Samuel Poulin flottait déjà sur un nuage. Vingt-huit ans après son père Patrick avec les Whalers de Hartford (neuvième au total), il avait vécu le bonheur d’entendre lui aussi son nom dès le premier tour du repêchage. 

Poulin avait reçu un autre beau cadeau quelques heures après avoir endossé l’uniforme des Penguins de Pittsburgh pour la première fois. 

«J’avais donné mon cellulaire à ma mère pour le repêchage, s’est-il remémoré en entrevue téléphonique au "Journal". Je ne voulais pas être distrait. Je désirais vivre ce moment avec ma famille sans regarder mon téléphone. En sortant de l’aréna, j’ai repris mon cellulaire et j’ai commencé à lire mes nombreux messages. Il y en avait plusieurs. J’ai regardé un numéro que je n’avais pas dans mes contacts et j’ai rapidement remarqué la signature dans le bas du message. C’était écrit "de Sid". J’étais heureux de recevoir un message de Crosby.» 

Poulin a ensuite rencontré le numéro 87 quelques mois plus tard, lors de son premier camp avec les Penguins. 

«Sid était vraiment gentil avec moi, a mentionné l’ailier du Phoenix de Sherbrooke. Dès notre première rencontre, il a pris le temps de me jaser. Il m’avait posé des questions sur mon été et mes jours à Sherbrooke, dans la LHJMQ. Il n’est pas juste passé pour me dire salut, il m’a parlé pendant deux ou trois minutes. Il reste un gars terre à terre. Pendant le camp, il me parlait souvent et me donnait des conseils. 

«Il y a des gars dans le vestiaire des Penguins qui ont gagné trois fois la Coupe Stanley. Ils savent ce qu’il faut faire pour connaître du succès. J’ai la chance d’apprendre des meilleurs avec des joueurs comme Crosby, [Evgeni] Malkin et [Kristopher] Letang. Ce ne sont pas des deux de pique!» 

Le modèle Gaudreau 

Jakob Pelletier a également décrit son premier camp dans la LNH, avec les Flames, avec beaucoup d’enthousiasme dans la voix. 
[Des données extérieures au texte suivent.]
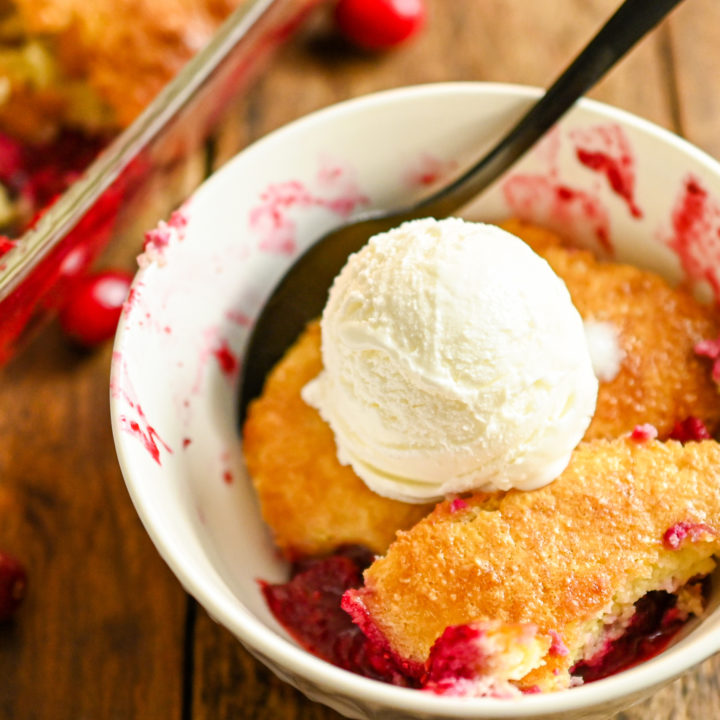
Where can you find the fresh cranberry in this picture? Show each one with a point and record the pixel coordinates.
(92, 310)
(13, 582)
(379, 24)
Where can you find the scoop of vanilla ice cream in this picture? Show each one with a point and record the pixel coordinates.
(453, 360)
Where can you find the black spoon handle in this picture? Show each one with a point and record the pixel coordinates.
(632, 20)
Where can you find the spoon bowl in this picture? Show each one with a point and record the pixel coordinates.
(301, 294)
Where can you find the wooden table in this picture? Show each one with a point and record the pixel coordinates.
(106, 631)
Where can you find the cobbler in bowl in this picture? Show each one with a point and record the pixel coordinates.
(598, 585)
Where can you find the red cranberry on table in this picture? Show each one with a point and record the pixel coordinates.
(13, 582)
(379, 24)
(93, 307)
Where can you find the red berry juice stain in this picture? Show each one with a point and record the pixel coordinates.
(569, 211)
(146, 433)
(239, 318)
(676, 535)
(158, 239)
(227, 359)
(273, 219)
(695, 233)
(643, 433)
(428, 170)
(691, 429)
(605, 149)
(653, 626)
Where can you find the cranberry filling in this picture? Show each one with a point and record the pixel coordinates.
(653, 626)
(308, 607)
(35, 175)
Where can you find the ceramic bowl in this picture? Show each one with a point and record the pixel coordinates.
(612, 181)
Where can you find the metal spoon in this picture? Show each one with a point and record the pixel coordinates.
(301, 294)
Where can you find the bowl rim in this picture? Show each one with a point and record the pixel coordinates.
(264, 641)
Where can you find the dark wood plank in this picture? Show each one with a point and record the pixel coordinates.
(101, 633)
(693, 43)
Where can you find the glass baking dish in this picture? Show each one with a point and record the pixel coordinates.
(143, 173)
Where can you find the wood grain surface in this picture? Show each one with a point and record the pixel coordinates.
(107, 632)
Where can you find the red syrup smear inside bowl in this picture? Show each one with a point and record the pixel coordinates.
(308, 607)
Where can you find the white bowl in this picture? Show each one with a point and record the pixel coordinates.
(186, 323)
«C’était incroyable comme expérience. J’ai joué deux matchs avec les pros et j’ai fait quelques entraînements. Ce n’est pas un autre univers, mais il y a une grosse marche. Je regardais Johnny Gaudreau et Sean Monahan. C’est incroyable de constater leur niveau de talent et c’est encore plus agréable de voir à quel point ils travaillent fort.» 

Si Poulin et Pelletier ne gagnent pas un poste dans la LNH la saison prochaine, à 19 ans, ils chercheront à participer au Championnat du monde junior avec l’équipe canadienne. En théorie, ce prestigieux tournoi se déroulera à Edmonton et Red Deer, du 26 décembre au 5 janvier.